SIEGLER: The protest's leader, Wendsler Nosie Sr., is a former tribal chairman at San Carlos. He says the land swap is now federal law, so it's not clear what the Biden administration can really do besides promise more consultation with the tribes.
NOSIE: You know how like they say they're going to throw us a bone with a little bit of meat? You know, before they were just throwing us a bone.
SIEGLER: Now there's also a lot of pressure to open the copper mine and several more rare earth metals mines across the West that the country needs for its clean energy transition. Down the steep Red Rock Canyon from Oak Flat is the town of Superior, where Mila Besich's mining family goes back five generations.
MILA BESICH: When we're talking about electrical vehicle production, I mean, every commercial - every other commercial for the Super Bowl was about one of these electric vehicles. The copper for that has to come from somewhere.
SIEGLER: Besich is now Superior's mayor. She says while it's been waiting for the final go-ahead, the mining company has helped improve her town's infrastructure and cleaned up toxic messes left by previous companies. A Democrat, Besich is frustrated that Trump's environmental review was tabled.
BESICH: And because the administration pulled that back, they are holding this community back.
SIEGLER: The Biden administration is in a bind here. The U.S. needs more domestic copper, but the president also pledged to right a legacy of injustices against Native Americans.
NOSIE: OK, before I get the runners together, just a quick announcement.
SIEGLER: Early this morning, Wendsler Nosie Sr. gathered the mostly younger runners for the 40-mile trip to Oak Flat, where he has been camping for the past two years in protest of the mine.

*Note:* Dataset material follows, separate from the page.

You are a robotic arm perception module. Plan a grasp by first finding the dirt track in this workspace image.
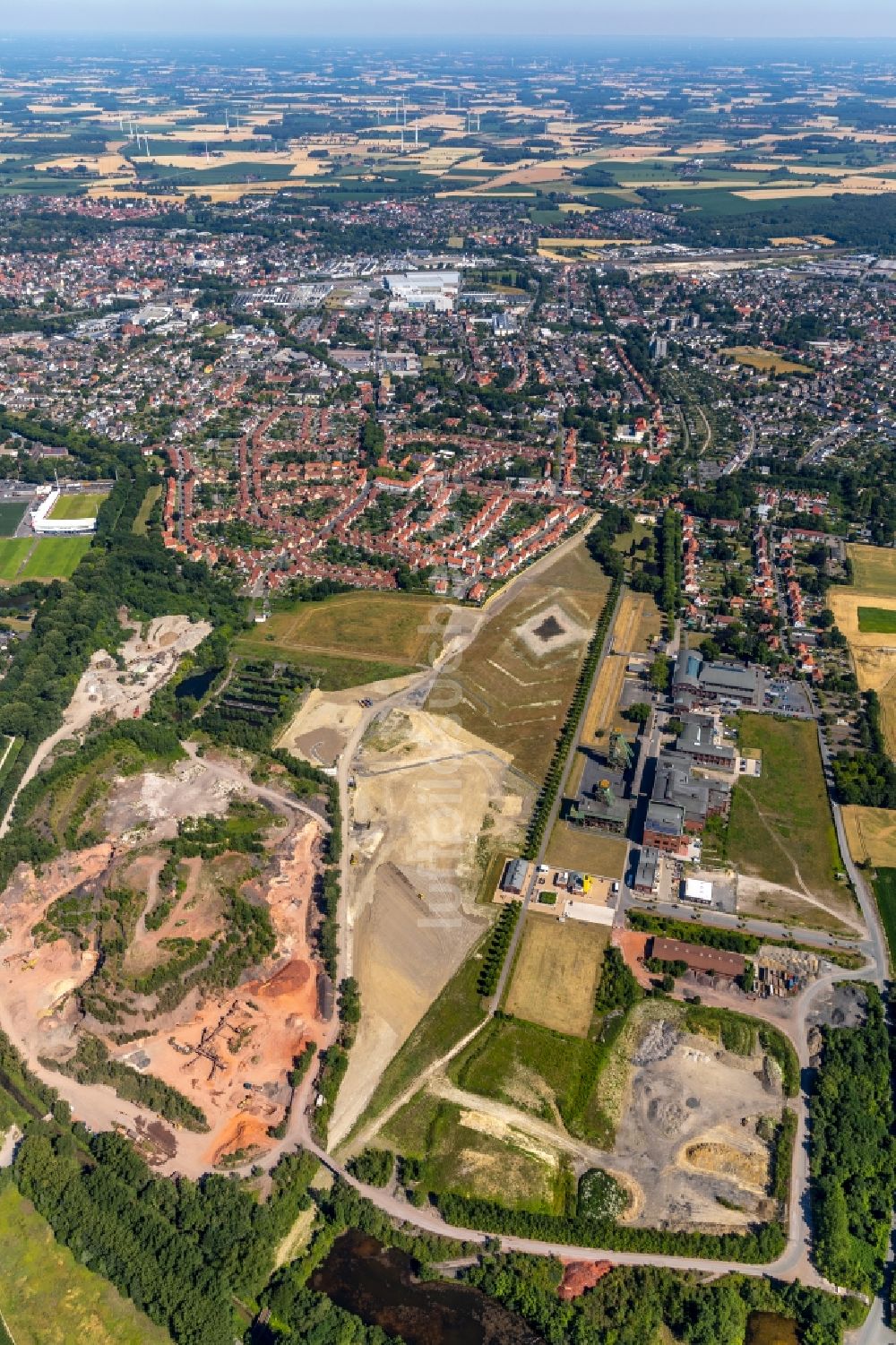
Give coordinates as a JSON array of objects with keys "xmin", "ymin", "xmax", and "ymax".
[{"xmin": 323, "ymin": 709, "xmax": 522, "ymax": 1138}]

NOSIE: And we originated from these places. So since they neglected to take care of it like they said they would, the promises they made to our great grandfathers, grandmothers, you know, I'm going home. And from that point, you know, whatever they want to do with me, well, let's see.
SIEGLER: Tribal members running from across the southwest are convening with Nosie at Oak Flat for a weekend of prayers, dances and songs.
Kirk Siegler, NPR News, San Carlos, Ariz.